Börse Frankfurt im Eröffnungshandel klar fester

Frankfurt am Main (APA/dpa-AFX) - Der deutsche Leitindex DAX hat am Montag erstmals seit Jänner wieder die Marke von 10.000 Punkten geknackt...

Frankfurt am Main (APA/dpa-AFX) - Der deutsche Leitindex DAX hat am Montag erstmals seit Jänner wieder die Marke von 10.000 Punkten geknackt. Rückenwind bekam er dabei von der festen Wall Street und von Kursgewinnen in Asien. Zudem wirkte die geldpolitische Lockerung der Europäischen Zentralbank nach. Auch der zuletzt schwächere Euro half, da er Exporte in Länder außerhalb der Eurozone erleichtert.

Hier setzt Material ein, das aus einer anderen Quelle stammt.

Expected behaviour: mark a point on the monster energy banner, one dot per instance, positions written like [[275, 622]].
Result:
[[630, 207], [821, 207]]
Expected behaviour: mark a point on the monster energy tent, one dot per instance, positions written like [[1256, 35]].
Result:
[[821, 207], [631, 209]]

Im Frühhandel stieg der DAX bis auf annähernd 10.040 Punkte - der höchste Stand seit Mitte Jänner. Zuletzt notierte er noch 1,55 Prozent höher bei 9.983,68 Punkten. „Der Index setzt damit ein Signal, dass die Rally weitergehen kann“, kommentierte ein Experte vom Broker CMC Markets.

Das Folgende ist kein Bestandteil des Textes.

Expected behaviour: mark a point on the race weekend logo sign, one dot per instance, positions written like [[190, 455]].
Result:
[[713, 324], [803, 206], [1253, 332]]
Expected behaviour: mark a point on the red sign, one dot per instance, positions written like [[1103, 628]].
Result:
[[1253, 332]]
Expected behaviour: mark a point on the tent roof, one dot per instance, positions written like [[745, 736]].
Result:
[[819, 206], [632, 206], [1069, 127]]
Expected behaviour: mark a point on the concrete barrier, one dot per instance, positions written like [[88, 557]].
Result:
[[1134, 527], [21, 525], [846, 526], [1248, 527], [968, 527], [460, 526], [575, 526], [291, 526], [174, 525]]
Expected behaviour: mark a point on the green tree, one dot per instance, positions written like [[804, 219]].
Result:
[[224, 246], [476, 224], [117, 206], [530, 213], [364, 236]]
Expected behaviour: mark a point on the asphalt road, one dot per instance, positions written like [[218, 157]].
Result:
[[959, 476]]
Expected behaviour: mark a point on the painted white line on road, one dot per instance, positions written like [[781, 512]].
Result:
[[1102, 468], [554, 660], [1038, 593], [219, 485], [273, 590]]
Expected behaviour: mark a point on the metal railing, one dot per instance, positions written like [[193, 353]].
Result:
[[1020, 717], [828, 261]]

Der MDAX der mittelgroßen Werte schaffte es seinerseits erstmals seit Anfang Jänner wieder über die Schwelle von 20.000 Zählern - er rückte zuletzt um 1,04 Prozent auf 20.021,51 Punkte vor. Der Technologiewerte-Index TecDAX stieg um 1,47 Prozent auf 1.642,34 Zähler.

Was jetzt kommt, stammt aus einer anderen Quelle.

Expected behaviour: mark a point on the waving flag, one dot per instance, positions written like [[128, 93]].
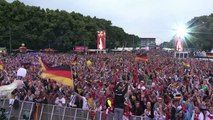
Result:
[[61, 74], [101, 40], [143, 57], [186, 64]]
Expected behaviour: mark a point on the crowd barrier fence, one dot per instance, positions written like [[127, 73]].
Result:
[[35, 111]]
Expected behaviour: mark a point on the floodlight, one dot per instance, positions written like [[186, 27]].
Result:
[[181, 31]]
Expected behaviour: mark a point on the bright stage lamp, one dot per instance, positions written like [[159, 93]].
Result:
[[181, 31]]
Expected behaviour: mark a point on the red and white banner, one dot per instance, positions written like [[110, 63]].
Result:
[[101, 40], [179, 43]]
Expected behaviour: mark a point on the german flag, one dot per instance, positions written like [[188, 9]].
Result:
[[1, 65], [209, 55], [61, 74], [74, 62], [143, 57]]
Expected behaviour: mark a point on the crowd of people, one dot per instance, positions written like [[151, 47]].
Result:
[[162, 88]]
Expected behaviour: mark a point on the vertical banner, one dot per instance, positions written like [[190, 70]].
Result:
[[178, 43], [101, 40]]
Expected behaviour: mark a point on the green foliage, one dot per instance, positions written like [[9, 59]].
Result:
[[200, 34], [40, 28]]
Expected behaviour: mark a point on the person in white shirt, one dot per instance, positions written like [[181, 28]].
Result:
[[72, 100], [60, 100], [197, 114], [209, 114], [85, 105]]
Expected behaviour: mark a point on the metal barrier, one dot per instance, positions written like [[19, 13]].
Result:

Nachdem in der vergangenen Woche die Europäische Zentralbank mit ihrer Zinsentscheidung zunächst für Verunsicherung an den Finanzmärkten gesorgt hatte, hatte der deutsche Leitindex am Freitag kräftig aufgeholt und damit den vierten Wochengewinn in Folge erzielt. Denn die zwischenzeitlichen Zweifel an der Durchschlagskraft der nochmals stark gelockerten Geldpolitik der EZB waren zuletzt wieder einer hoffnungsvolleren Stimmung gewichen.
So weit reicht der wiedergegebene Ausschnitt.